Do tragicznych wydarzeń doszło na niebezpiecznym odcinku zwanym Escupidera. Zgłoszenie z prośbą o pomoc wpłynęło w sobotę około godziny 14:00. Do akcji natychmiast ruszyła grupa ratowników górskich. Niestety, warunki pogodowe nie były sprzyjające. Śmigłowiec nie był wylądować w pobliżu miejsca wypadku. Ratownicy musieli dotrzeć do poszkodowanych o własnych siłach.
Gdy pomoc pojawiła się na miejscu, dwóch alpinistów już nie żyło. Trzeciemu z nich udzielono pomocy, ale w związku z odniesionymi obrażeniami mężczyzna zmarł.
Portal gazety "El Pais" podaje, że jeden ze wspinaczy spadł, a pozostali ulegli wypadkowi, próbując mu pomóc. Strażacy przekazali, że ofiary to członkowie grupy alpinistycznej z Madrytu.
Escupidera to niezwykle stromy teren. Eksperci i ratownicy apelują, aby wybierając się w to miejsce zachować szczególną ostrożność. W sobotę warunki w tym miejscu były wyjątkowo niekorzystne. Choć padał śnieg i mocno wiało, to wielu turystów zdecydowało się wyjść w góry.

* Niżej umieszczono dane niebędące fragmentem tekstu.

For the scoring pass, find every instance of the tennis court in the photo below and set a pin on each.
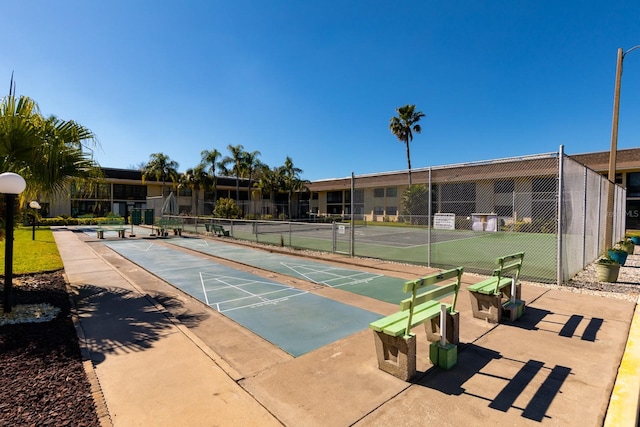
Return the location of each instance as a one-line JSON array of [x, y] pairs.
[[475, 250], [373, 285], [295, 320]]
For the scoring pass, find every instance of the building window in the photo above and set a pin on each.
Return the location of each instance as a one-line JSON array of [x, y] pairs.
[[129, 192], [504, 210], [507, 186], [334, 197], [633, 184]]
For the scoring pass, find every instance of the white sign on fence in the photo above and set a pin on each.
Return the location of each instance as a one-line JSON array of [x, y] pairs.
[[444, 221]]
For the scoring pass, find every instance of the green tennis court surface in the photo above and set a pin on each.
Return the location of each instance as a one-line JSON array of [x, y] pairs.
[[295, 320], [376, 286]]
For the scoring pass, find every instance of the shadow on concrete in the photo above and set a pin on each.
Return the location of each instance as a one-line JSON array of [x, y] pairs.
[[471, 361], [115, 320], [530, 319]]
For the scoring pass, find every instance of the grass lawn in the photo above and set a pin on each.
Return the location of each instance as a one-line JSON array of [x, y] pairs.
[[33, 256]]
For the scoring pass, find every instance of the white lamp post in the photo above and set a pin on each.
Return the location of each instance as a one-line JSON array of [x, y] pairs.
[[35, 206], [11, 184]]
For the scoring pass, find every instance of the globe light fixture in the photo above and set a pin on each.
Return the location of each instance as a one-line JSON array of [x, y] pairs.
[[11, 184]]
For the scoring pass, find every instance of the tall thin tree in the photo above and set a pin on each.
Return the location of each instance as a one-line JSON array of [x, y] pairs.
[[212, 160], [161, 168], [403, 125]]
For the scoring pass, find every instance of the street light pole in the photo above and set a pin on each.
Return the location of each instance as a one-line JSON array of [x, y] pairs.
[[11, 184], [35, 206], [614, 145]]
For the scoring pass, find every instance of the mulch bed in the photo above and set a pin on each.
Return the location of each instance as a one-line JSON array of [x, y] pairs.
[[42, 379]]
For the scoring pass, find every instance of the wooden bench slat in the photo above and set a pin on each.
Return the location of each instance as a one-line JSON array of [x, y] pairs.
[[421, 306], [440, 292], [423, 313], [489, 286]]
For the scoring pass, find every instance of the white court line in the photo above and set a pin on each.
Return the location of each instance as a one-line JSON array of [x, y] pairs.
[[310, 271], [271, 302], [204, 289], [140, 247], [250, 295]]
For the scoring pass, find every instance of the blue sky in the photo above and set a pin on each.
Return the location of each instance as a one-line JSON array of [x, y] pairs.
[[319, 80]]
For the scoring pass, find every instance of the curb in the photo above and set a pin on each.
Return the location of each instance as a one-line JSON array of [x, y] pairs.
[[625, 399]]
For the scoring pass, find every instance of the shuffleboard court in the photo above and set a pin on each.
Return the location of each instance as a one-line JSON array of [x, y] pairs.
[[295, 320], [383, 288]]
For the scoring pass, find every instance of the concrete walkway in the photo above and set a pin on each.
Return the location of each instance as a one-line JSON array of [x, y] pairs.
[[160, 357], [151, 369]]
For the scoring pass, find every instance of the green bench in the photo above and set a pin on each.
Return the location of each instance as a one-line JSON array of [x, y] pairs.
[[164, 225], [394, 341], [110, 224], [216, 229], [494, 297]]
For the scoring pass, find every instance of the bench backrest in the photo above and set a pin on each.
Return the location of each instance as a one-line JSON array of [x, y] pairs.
[[433, 293], [511, 265], [111, 221]]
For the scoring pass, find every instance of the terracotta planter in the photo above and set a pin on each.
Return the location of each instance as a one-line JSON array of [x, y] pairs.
[[607, 272]]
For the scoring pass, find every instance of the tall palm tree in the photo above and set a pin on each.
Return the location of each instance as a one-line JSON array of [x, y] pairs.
[[250, 165], [403, 126], [212, 160], [47, 152], [291, 180], [271, 181], [161, 168], [235, 160], [195, 179]]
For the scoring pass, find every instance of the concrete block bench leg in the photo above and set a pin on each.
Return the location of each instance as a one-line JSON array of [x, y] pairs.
[[396, 355], [432, 328], [486, 307]]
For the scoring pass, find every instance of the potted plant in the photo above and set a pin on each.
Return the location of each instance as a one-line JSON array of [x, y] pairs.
[[607, 270], [626, 245], [617, 254]]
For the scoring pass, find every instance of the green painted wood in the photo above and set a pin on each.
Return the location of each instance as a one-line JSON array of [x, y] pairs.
[[421, 306]]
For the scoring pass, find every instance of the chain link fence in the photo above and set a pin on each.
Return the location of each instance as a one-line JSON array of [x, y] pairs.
[[549, 206]]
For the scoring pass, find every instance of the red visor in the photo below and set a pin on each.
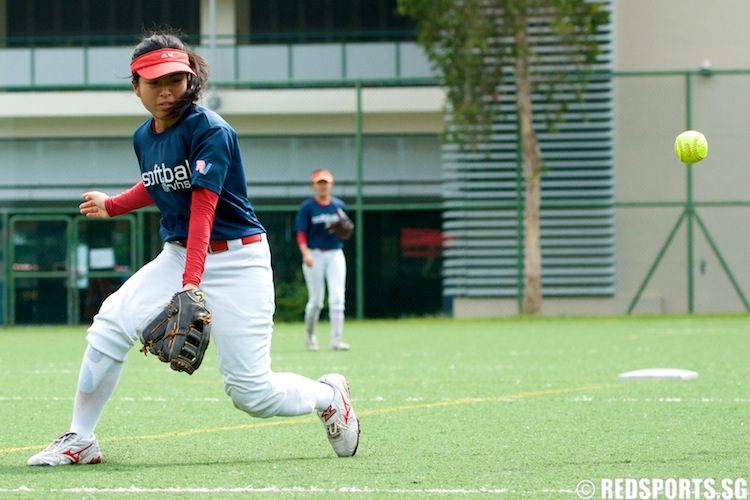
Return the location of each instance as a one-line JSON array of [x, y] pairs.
[[322, 175], [158, 63]]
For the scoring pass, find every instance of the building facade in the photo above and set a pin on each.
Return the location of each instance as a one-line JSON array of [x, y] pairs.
[[344, 86]]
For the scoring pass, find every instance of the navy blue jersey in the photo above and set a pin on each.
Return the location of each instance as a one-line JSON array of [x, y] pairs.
[[201, 149], [312, 218]]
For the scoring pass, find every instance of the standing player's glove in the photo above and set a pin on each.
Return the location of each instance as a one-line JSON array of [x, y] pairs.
[[179, 335], [342, 228]]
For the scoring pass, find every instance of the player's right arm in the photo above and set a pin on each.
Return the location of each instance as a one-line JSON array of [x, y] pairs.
[[304, 250]]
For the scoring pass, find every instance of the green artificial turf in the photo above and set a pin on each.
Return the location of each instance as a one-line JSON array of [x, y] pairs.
[[517, 408]]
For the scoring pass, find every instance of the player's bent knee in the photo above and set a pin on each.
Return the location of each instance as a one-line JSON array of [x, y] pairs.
[[255, 404]]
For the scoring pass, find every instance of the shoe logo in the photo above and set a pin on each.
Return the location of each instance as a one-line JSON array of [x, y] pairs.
[[329, 413], [77, 455], [347, 410]]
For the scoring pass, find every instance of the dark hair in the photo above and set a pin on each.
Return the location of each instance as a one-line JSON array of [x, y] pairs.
[[196, 83]]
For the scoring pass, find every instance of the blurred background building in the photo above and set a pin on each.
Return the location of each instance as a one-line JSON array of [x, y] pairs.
[[343, 85]]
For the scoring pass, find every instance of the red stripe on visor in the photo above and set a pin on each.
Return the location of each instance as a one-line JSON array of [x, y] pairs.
[[158, 63]]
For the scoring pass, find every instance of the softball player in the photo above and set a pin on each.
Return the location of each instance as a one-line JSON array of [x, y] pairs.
[[323, 262], [191, 169]]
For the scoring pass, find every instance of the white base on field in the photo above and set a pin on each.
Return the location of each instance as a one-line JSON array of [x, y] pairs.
[[659, 374]]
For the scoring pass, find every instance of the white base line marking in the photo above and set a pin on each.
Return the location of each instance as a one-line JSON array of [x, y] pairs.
[[292, 489]]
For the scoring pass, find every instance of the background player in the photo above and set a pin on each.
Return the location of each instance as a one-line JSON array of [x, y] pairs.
[[192, 169], [323, 261]]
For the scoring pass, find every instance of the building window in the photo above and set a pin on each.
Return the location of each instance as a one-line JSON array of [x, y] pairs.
[[71, 23], [303, 21]]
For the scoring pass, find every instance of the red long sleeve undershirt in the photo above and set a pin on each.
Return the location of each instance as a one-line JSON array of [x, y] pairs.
[[202, 209], [132, 199]]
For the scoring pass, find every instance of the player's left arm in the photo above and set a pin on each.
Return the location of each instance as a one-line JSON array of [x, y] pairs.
[[203, 204]]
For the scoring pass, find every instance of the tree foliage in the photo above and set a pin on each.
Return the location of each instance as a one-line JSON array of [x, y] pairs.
[[476, 45], [473, 44]]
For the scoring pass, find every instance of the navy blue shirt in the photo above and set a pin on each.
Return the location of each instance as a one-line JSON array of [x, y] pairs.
[[312, 218], [201, 149]]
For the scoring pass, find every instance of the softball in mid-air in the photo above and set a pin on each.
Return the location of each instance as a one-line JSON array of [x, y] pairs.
[[691, 146]]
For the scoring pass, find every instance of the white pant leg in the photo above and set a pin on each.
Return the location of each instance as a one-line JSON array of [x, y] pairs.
[[129, 309], [336, 286], [315, 281], [336, 279]]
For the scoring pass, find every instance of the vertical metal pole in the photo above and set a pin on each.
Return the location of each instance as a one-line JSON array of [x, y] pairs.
[[359, 233], [519, 218], [689, 206]]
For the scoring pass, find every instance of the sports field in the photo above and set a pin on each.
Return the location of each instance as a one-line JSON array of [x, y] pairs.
[[516, 408]]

Moncayo o tej porze roku to piekło - mówi w rozmowie ze stacją radiową SER Ismael Gonzalez z urzędu miasta Tarazona. Informuje, że właśnie w lutym i marcu w drodze na szczyt dochodzi do największej liczby wypadków śmiertelnych.
Ludzie myślą, że skoro jest lepsza pogoda, to już jest w porządku, ale Moncayo nie przypomina żadnego szczytu w okolicy i jest bardzo niebezpieczny (...) Najpierw pokazuje ci jedno oblicze, a potem zupełnie inne - tłumaczy Gonzalez.